Interest rates explained
Explore why a percentage rate applies to the principal.
In this lesson
Interest rates explained is part of What Is Interest?. This preview shows how interest-growth connects to everyday family decisions such as earning, saving, spending choices, goals, approvals, or parent-guided money conversations inside Progress Penguin.
Today’s money mission
Imagine this situation: A savings account offers 7% annual interest. You deposit 20000 in local currency.
What you need to know
A percentage rate applies to the principal. 5%=5 per 100. On 1,000 that is 50. On 100,000 that is 5,000. The rate scales with the amount.
Real-life example
Real-life money moment: Which saves more over 2 years: 50000 in local currency at 10% or 80000 in local currency at 5%? (Simple interest) — 50,000×10%×2=10,000. 80,000×5%×2=8,000. The higher rate wins here despite the smaller principal. But note: at some principal size the larger amount would win. Rate×principal determines the outcome.

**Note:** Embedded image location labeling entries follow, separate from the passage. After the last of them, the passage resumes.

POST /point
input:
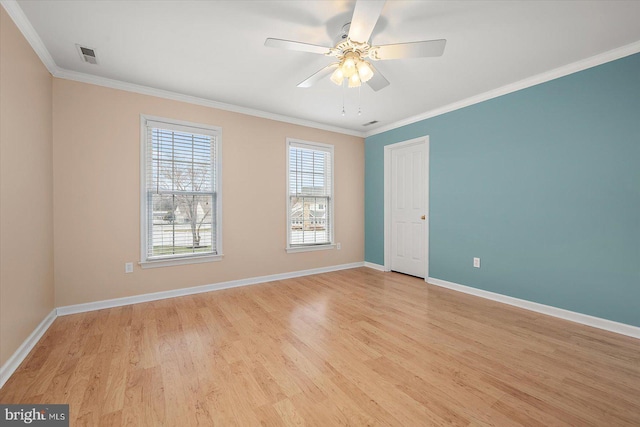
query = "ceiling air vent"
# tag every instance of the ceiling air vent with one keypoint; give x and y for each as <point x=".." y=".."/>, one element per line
<point x="87" y="54"/>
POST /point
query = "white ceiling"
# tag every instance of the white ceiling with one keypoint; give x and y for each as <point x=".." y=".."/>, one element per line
<point x="214" y="50"/>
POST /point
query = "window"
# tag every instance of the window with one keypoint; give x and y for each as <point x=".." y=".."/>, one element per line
<point x="310" y="196"/>
<point x="180" y="196"/>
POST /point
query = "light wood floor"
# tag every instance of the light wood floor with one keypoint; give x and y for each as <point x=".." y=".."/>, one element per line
<point x="356" y="347"/>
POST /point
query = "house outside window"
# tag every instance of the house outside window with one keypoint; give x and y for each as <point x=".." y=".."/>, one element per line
<point x="310" y="220"/>
<point x="180" y="192"/>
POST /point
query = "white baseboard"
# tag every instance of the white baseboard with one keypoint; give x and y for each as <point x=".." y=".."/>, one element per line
<point x="19" y="355"/>
<point x="375" y="266"/>
<point x="136" y="299"/>
<point x="584" y="319"/>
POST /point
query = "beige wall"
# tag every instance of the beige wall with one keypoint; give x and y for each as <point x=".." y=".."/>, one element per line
<point x="96" y="139"/>
<point x="26" y="206"/>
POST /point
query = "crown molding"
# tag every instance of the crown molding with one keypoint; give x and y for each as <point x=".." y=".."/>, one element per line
<point x="175" y="96"/>
<point x="17" y="15"/>
<point x="29" y="33"/>
<point x="565" y="70"/>
<point x="22" y="22"/>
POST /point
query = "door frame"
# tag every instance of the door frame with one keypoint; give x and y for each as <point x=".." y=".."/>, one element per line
<point x="387" y="199"/>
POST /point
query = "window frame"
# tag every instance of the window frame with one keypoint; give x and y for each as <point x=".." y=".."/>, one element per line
<point x="188" y="127"/>
<point x="330" y="200"/>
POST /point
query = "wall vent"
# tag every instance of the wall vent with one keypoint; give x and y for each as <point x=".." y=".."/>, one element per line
<point x="87" y="54"/>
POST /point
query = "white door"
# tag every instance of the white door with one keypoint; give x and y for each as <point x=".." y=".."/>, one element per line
<point x="408" y="208"/>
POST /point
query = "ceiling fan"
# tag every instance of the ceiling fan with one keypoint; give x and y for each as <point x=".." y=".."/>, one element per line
<point x="354" y="49"/>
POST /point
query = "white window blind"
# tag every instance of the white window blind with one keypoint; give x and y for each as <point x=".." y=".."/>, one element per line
<point x="310" y="194"/>
<point x="180" y="194"/>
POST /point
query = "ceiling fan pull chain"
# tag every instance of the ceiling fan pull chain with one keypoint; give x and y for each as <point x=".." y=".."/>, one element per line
<point x="343" y="112"/>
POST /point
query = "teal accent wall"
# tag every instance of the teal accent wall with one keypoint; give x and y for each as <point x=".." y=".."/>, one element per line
<point x="542" y="184"/>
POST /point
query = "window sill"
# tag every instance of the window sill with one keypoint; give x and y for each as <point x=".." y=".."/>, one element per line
<point x="294" y="249"/>
<point x="180" y="261"/>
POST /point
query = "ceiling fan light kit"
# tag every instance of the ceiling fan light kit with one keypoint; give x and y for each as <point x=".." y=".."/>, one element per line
<point x="353" y="50"/>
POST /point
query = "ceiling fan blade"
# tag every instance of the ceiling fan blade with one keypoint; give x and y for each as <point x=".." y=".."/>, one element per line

Progress Penguin connection
Open your savings account interest rate (check with a parent if needed) and calculate: what would ₦10,000 earn in one year at that rate? In two years? How many years before the interest earned equals ₦1,000? Each answer makes the rate concrete.
Activity preview
Try the money challenge
Match each key term from this lesson to its definition. The trickiest pair connects to: a percentage rate applies to the principal. If a match feels wrong, reread the guided explanation and try again.
Practice adding money to savings
Open Requests and make a deposit request into savings so you can see how saving starts. Parent approval can happen later.
Quiz preview
An interest rate of 8% on 1000 in local currency for one year is:
A savings account offers 7% annual interest. You deposit 20000 in local currency. How much interest do you earn in 1 year?